Français et Américains au coude à coude

En Afrique, juste après les Soleils des indépendances, la photographie connut une éclipse : les pouvoirs autoritaires aimaient l'image argentique seulement quand sa photosensibilité réagissait à leur vision personnelle. Mais, au début des années 1990, dans le contexte historique des Conférences nationales qui accouchèrent du multipartisme, cette photographie connut une seconde vie. Ce grand rétablissement doit beaucoup aux États-Unis et à la France. Ce sont en effet deux photographes français, Bernard Descamps et Françoise Huguier, un commissaire d'exposition et marchand français, André Magnin, et des institutionnels américains qui firent redécouvrir la photographie de studio et leurs maîtres Seydou Keïta et Malick Sidibé, tout d'un coup placés sous les feux de la rampe.

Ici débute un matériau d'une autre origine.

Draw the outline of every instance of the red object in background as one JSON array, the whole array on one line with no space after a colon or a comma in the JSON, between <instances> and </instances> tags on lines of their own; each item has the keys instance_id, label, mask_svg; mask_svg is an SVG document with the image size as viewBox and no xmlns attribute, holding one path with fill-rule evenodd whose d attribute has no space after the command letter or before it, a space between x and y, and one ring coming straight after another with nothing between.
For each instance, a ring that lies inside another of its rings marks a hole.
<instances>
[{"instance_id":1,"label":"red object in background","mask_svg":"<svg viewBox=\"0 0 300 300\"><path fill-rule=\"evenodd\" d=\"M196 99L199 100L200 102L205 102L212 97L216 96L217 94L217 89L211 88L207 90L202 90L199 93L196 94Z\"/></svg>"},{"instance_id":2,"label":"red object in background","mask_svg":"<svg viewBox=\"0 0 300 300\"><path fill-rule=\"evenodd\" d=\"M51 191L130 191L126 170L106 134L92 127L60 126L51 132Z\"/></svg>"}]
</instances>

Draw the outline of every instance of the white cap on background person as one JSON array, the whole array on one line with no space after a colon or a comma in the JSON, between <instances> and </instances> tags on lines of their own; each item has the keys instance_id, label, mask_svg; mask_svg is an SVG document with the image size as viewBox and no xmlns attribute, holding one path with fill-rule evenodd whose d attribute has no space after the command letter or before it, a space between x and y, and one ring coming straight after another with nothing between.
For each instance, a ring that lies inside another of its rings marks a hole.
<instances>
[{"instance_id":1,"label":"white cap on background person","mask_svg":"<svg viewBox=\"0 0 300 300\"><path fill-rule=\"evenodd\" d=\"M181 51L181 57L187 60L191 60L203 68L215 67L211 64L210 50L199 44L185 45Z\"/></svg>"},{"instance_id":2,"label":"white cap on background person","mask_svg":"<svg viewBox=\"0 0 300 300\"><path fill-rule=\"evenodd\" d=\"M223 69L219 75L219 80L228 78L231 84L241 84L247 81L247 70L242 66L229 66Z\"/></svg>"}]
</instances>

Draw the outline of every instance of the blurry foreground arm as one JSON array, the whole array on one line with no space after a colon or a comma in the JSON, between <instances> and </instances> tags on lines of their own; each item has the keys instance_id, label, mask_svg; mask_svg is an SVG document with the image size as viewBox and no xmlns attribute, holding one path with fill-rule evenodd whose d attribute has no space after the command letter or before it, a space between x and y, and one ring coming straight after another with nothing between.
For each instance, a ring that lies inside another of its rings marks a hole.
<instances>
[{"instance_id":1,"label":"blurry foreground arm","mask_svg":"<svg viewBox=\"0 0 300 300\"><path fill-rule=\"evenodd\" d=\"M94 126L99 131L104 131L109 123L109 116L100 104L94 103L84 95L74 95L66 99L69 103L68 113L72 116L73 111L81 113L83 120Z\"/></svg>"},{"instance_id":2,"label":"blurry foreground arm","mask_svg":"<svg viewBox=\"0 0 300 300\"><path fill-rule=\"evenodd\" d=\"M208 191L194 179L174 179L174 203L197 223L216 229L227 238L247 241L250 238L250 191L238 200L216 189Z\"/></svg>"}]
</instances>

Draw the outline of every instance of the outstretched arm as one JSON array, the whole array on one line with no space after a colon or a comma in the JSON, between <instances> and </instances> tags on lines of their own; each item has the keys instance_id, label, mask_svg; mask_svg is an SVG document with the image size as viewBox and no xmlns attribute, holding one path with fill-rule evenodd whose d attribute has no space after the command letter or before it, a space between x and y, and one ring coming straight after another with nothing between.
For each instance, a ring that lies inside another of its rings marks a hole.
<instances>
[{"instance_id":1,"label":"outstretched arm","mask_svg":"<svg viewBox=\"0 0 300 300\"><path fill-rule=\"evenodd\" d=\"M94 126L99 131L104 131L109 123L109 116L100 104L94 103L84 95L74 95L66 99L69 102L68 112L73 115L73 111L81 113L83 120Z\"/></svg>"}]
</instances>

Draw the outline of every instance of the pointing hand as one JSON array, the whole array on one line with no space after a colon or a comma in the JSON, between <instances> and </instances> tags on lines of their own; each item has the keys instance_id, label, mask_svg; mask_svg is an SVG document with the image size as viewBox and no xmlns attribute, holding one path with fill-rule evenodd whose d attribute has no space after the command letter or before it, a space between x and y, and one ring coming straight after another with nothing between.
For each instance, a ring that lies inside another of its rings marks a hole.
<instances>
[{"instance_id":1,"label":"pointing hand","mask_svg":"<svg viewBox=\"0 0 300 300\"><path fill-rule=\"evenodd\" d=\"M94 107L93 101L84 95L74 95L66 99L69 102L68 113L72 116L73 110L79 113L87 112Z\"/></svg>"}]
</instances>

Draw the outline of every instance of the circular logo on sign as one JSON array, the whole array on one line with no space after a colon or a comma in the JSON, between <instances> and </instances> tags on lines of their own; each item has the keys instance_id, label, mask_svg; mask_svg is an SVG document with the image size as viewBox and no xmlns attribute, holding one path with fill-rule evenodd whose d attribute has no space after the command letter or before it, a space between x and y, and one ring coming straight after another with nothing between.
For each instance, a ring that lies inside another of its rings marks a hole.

La chronologie, serrée, des manifestations et publications qui mirent à l'honneur les photographes africains montre que les protagonistes les plus importants, la France et les États-Unis, ont investi la photographie africaine de façon simultanée : Les Magiciens de la terre au Centre Georges-Pompidou à Paris (1989), la naissance de la Revue noire (1990), Africa explores : 20th century au Museum for African Art à New York (1991), la biennale de Bamako au Mali (1994) grâce à Descamps et Huguier, l'exposition In/Sight au Guggenheim Museum de New York (1996), la parution de l'Anthologie de la photographie africaine et de l'océan Indien (éd. Revue noire, 1998), Africa Remix au Centre Georges-Pompidou (2005) et Snap Judgments : New Positions in Contemporary African Photography à l'International Center of Photography à New York (2006). Dans le catalogue de Snap Judgments, Okui Enwezor définit la photographie africaine contemporaine comme étant une « photographie analytique postdocumentaire ». Or cette définition, qui est directement reprise de l'histoire récente de la photographie sud-africaine, ne peut s'appliquer qu'à l'Afrique du Sud.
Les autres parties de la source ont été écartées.